伊藤整が語る小林多喜二と本庄陸男2

昭和38年12月26、27日付けの「北海道新聞」に掲載された、伊藤整の「小林多喜二と本庄陸男」との思い出を以下の『』内にて引用しております。また、全2回のコラムです。北海道文学ならびに、小林と本庄の研究の一助になれば幸いです。

『私は昭和三年から上京していたが、昭和五年ごろ、偶然、高円寺の喫茶店で、当時彼とコンビで『戦旗』の仕事をしていた画家大月源二と彼が一緒にいるのにあった。彼はなかなか元気で、その日色々なことを話した。文学論めいたこともいい、自信に満ちていた。
 大正十年ころから昭和初年にかけての小樽と札幌には、いろいろな文学上の芽ばえがあり、小林多喜二の加わっていた『クラルテ』とか『北方文芸』のほかに、私が友人と出した『青空』とか『信天翁』という雑誌もあり、文学上の先輩も多かった。古い人では織田観螢、遠藤勝一、歌人としての大熊信行、並木凡平、山下秀之助その他多くの人がいた。まだものは書かなかったが当時札幌に島木健作もいたのであり、また後には書くことをやめたが、武田選とか平沢哲夫なども才能のある人々であった。
 そういう文学的風土のなかから小林多喜二が出て小説家になったのである。彼をただプロレタリア文学の作家として扱うことは必ずしも彼の全体を語ることにならない。たまたま彼がそういう思想の線でその文学的才能を伸ばしたのだ、と私としては考えたいのである。
 文学史の上には、いろいろな政治的立ち場をもった文士がある。西洋では「ガリヴァーの旅」を書いたスウィフトや「神曲」を書いたダンテなど、いずれも政治上の主義主張をもって文学を戦いの具とした戦闘的な文士であった。
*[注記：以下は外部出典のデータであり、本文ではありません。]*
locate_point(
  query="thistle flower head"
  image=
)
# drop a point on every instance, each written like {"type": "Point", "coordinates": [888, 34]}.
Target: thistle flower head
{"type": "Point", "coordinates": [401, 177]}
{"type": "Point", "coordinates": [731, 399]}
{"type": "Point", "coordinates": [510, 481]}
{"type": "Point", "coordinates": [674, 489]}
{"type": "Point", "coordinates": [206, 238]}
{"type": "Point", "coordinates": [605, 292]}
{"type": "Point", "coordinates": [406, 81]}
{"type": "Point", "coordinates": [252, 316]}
だが時がたって、彼らの政治的立ち場の意味は失われ、作品のみが純粋なものとして残ったのである、だれが今日「ガリヴァーの旅」や「神曲」を政治文学だと言うであろうか?
 私は必ずしも日本の近代のプロレタリア文学の本来の意味を否定しようとするのではないが、時の経過とともに、その主題主張よりも作品の純粋な文学的勝ちが、作家たちの位置をきめるようになることは争われない。

 いま、小樽に小林多喜二の碑が建ち、当別町に本庄陸男の碑が建つというときに当たって、私は、本紙の読者のなかには、必ずしもこの二人の作家の思想的立ち場にくみしない人があることを知っている。私はこれを憂うるという訳ではないが思想的立ち場において全く違っている私自身がこのささやかな建碑運動を支持することの理由を、公的な意味と史的な意味とにおいてここに述べたのである。
 私は文芸の畑では理屈屋をもって目されている人間なので、実はここに書いた以上に、小林や本庄の文学についての支持の理論を持っている。文学というものの本質とか、その正義を追求する性格とか、当時の特殊な日本の社会の条件とかいうことについてであるが、それは一般の読者にはわかりにくいことでもあり、誤解のもとともなるであろうから、ここには省略する。
 ~中略~
 多喜二のことを書きすぎて、本庄君のことがあとまわしになったが、本庄君についても事情は同様である。本庄君もその系統から言えばプロレタリア文学系の人である。彼は当別に生まれ、北見で育ち、カラフトにも住み、上京して青山師範学校にはいり、教員をしながら小説を書きはじめた。昭和十年ごろ、左派の文学運動が弾圧によって終わってから、私は偶然彼と同じ町内に住み、行き来するようになった。
 私は彼と同年の生まれであり、同じ北海道出身者であるから、旧知の人のように親しくなった。静かなもの言いの人で、考え方が清潔であり、ユーモアもあり、実に好ましい人であった。昭和十四年に胸をわずらってなくなったが、その直前に完成した「石狩川」は、彼の郷里当別を中心とする開拓当時の移住者の苦闘を描いた長篇である。これは彼の予定した大半の前半であるらしく、その続編を彼は予定していたのだが、ついにそれを書くことができずに終わった。~中略~
 本庄君の場合は、その代表作が当別町そのものの成立史なのであるから、いっそう当別町にとっては縁が深いといわなければならない。彼は死ぬ前、半年ぐらいまで、執筆にあきると、四、五丁離れた私の家へゆっくり歩いてたずねて来る習慣があった。何も用はないのだが、私のへやにはいり、柱にもたれて静かに雑談をした。それはあたかも、同じなまりの言葉で、同郷、同年の文士なる私と雑談することを楽しみとしているかのようであった。』